Anatomie cliniquement pertinente ( éditer | source d’édition )

Ligaments latéraux

Entorse latérale de la cheville ( éditer | source d’édition )

La littérature suggère que 85 % des entorses de la cheville impliquent les ligaments latéraux. (4) Le ligament talo-fibulaire antérieur (LTFA) du complexe ligamentaire latéral de la cheville est le plus fréquemment endommagé lors d’une entorse latérale de la cheville. La localisation anatomique et le mécanisme de la lésion font que les ligaments calcanéo-fibulaires et talo-fibulaires postérieurs sont moins susceptibles de subir des charges dommageables.

Ligaments médians

Entorse médiale de la cheville ( éditer | source d’édition )

Sur le côté médial, le complexe ligamentaire deltoïde fort (ligaments tibio-talaire postérieur, tibio-calcanéen, tibio-naviculaire et tibio-talaire antérieur) est blessé par de puissants « mouvements de pronation et de rotation de l’arrière-pied ». (5)

Ligaments de la syndesmose

Entorse syndesmotique de la cheville ( éditer | source d’édition )

Les ligaments stabilisateurs de la syndesmose tibio-fibulaire distale sont les ligaments tibio-fibulaires antéro-inférieurs, postéro-inférieurs et transverse, la membrane et le ligament interosseux, et le ligament transverse inférieur. Une entorse syndesmotique de la cheville se produit lors de la combinaison d’une rotation externe de la jambe et d’une dorsiflexion de la cheville.

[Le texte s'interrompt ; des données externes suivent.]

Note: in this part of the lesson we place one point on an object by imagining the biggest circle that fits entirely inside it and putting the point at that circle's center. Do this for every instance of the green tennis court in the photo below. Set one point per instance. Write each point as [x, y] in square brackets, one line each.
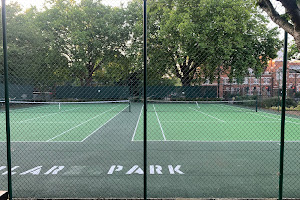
[189, 121]
[214, 122]
[59, 122]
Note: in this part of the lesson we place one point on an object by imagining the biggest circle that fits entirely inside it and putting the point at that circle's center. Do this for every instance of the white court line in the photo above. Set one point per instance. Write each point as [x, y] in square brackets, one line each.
[103, 125]
[79, 125]
[132, 139]
[222, 122]
[207, 114]
[226, 141]
[45, 116]
[162, 131]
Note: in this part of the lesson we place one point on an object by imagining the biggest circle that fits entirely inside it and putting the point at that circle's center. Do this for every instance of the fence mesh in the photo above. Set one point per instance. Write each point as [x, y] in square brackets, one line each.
[213, 101]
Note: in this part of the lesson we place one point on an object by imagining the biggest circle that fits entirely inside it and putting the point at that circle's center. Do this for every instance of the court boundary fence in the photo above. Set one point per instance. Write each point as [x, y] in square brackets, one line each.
[7, 101]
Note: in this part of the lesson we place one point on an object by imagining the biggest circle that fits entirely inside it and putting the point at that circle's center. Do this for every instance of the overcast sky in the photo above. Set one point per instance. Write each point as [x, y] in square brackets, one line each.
[39, 3]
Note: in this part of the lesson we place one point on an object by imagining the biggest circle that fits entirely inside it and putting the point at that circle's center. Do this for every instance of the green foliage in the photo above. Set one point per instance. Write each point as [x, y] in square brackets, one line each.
[88, 43]
[293, 52]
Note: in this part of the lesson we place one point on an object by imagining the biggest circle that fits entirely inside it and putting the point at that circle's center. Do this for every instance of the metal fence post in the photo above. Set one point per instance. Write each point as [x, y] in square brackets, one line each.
[145, 99]
[6, 100]
[283, 116]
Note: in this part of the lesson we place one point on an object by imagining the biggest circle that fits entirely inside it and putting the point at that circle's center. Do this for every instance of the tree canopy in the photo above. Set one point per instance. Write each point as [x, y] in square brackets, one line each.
[88, 43]
[290, 21]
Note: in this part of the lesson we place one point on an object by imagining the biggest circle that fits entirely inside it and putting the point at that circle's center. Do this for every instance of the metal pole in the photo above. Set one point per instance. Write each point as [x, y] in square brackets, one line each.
[145, 99]
[8, 151]
[283, 115]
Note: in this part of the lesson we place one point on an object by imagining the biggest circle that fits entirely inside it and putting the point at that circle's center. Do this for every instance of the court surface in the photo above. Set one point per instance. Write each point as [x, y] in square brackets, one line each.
[195, 150]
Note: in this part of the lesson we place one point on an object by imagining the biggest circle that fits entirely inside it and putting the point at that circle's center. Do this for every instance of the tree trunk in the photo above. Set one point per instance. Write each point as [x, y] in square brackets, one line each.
[89, 78]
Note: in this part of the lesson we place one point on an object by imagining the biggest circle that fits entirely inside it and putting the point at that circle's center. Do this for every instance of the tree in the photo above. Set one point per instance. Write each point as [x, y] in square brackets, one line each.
[30, 57]
[198, 39]
[290, 21]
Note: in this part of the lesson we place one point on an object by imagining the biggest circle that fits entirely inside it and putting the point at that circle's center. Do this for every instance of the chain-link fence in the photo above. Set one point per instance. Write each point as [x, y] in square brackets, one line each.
[213, 117]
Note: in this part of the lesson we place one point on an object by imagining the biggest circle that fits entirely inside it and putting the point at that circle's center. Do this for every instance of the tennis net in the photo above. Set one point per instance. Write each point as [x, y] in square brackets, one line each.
[30, 106]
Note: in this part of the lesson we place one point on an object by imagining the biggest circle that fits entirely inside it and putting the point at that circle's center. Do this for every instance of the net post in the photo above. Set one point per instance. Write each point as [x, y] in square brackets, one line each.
[8, 145]
[283, 103]
[129, 106]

Facteurs de risque et résultats ( éditer | source d’édition )

Divers facteurs de prédisposition ont été identifiés comme facteurs de risque pour les entorses de la cheville.(3) Ces facteurs de risque peuvent avoir un impact significatif sur le rétablissement d’un patient. Il est donc important que le clinicien identifie les facteurs de risque afin de choisir le régime de traitement le plus approprié.(3) Ceux-ci sont divisés en deux catégories : facteurs intrinsèques et facteurs extrinsèques.

Les facteurs de risque intrinsèques pour la prédiction des résultats incluent : (5)

  • L’âge et le sexe biologique : les athlètes féminines ont 25 % plus de risques de souffrir d’une entorse de la cheville de grade I (6)
  • Taille et poids : une augmentation de la taille ou du poids accroît proportionnellement le risque d’entorse en raison de l’augmentation du couple d’inversion
  • Le grade de la blessure
  • Le statut fonctionnel
  • Toute blessure associée, notamment des entorses antérieures
  • Les caractéristiques des membres inférieurs : la dominance, le type anatomique et la taille du pied, la laxité articulaire, l’alignement anatomique, l’amplitude de mouvement du complexe cheville-pied, et incluant les anomalies de biomécanique du pied telles que le pied plat, le pied creux et l’inversion accrue de l’arrière-pied sont des facteurs de risque de lésions de surmenage aux membres inférieurs. (7)
  • La force musculaire
  • La posture, en particulier le balancement postural : un balancement accru entraîne une multiplication par 7 des entorses de la cheville. (8)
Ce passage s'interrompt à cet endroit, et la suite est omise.